Each of the individuals traveling with the Gaza Freedom March, Viva Palestina, or other delegations represents perhaps hundreds of others who could not make the journey in person, and who are marking the event with demonstrations and commemorations, visits to their elected officials, and media campaigns.
Against this flowering of activism, Zionism is struggling to rejuvenate its dwindling base of support.
Multi-million dollar programmes aimed at recruiting and Zionising young American Jews are struggling to compete against organisations like the International Jewish Anti-Zionist Network, which run not on money but principled commitment to human equality.

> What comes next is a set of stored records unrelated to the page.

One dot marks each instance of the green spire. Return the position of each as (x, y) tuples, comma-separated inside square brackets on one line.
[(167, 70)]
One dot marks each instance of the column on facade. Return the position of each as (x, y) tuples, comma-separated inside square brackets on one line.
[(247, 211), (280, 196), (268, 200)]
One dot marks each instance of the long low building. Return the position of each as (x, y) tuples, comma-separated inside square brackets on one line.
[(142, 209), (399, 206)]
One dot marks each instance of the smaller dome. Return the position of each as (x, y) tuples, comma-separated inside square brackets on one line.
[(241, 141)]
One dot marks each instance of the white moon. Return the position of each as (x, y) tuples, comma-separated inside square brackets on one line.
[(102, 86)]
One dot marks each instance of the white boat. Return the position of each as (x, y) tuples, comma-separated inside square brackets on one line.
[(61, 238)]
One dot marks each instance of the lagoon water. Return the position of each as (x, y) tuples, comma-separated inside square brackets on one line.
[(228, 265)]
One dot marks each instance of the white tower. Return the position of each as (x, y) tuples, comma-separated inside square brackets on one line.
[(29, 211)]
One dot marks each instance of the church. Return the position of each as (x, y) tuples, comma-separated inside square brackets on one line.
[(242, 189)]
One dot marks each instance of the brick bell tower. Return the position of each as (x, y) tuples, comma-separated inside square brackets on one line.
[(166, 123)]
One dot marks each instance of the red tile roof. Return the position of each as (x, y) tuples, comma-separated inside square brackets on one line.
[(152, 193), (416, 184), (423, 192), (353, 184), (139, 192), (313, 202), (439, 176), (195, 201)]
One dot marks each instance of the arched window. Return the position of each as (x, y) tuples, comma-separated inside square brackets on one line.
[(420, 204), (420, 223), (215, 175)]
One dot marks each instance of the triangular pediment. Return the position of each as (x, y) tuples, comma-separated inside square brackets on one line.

Increasingly, we see that Israel’s hasbara [propaganda] efforts have no positive message, offer no plausible case for maintaining a status quo of unspeakable repression and violence, and rely instead on racist demonisation and dehumanisation of Arabs and Muslims to justify Israel’s actions and even its very existence.
Faced with growing global recognition and support for the courageous non-violent struggle against continued land theft in the West Bank, Israel is escalating its violence and kidnapping of leaders of the movement in Bil’in and other villages [Muhammad Othman, Jamal Juma and Abdallah Abu Rahmeh are among the leaders of this movement recently arrested].
Travel fears
In acting this way, Israel increasingly resembles a bankrupt failed state, not a regime confident about its legitimacy and longevity.

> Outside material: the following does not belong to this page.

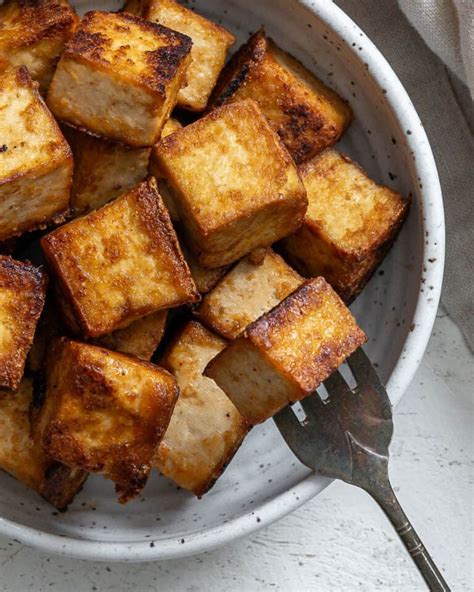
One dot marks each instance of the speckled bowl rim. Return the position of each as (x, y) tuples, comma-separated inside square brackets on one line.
[(407, 364)]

And despite the failed peace process industry’s efforts to ridicule, suppress and marginalise it, there is a growing debate among Palestinians and even among Israelis about a shared future in Palestine/Israel based on equality and decolonisation, rather than ethno-national segregation and forced repartition.
Last, but certainly not least, in the shadow of the Goldstone report, Israeli leaders travel around the world fearing arrest for their crimes.
For now, they can rely on the impunity that high-level international complicity and their inertial power and influence still afford them.
But the question for the real international community – made up of people and movements – is whether we want to continue to see the still very incomplete system of international law and justice painstakingly built since the horrors of the Second World War and the Nazi holocaust dismantled and corrupted all for the sake of one rogue state.
What we have done in solidarity with the Palestinian people in Gaza and the rest of Palestine is not yet enough. But our movement is growing, it cannot be stopped, and we will reach our destination.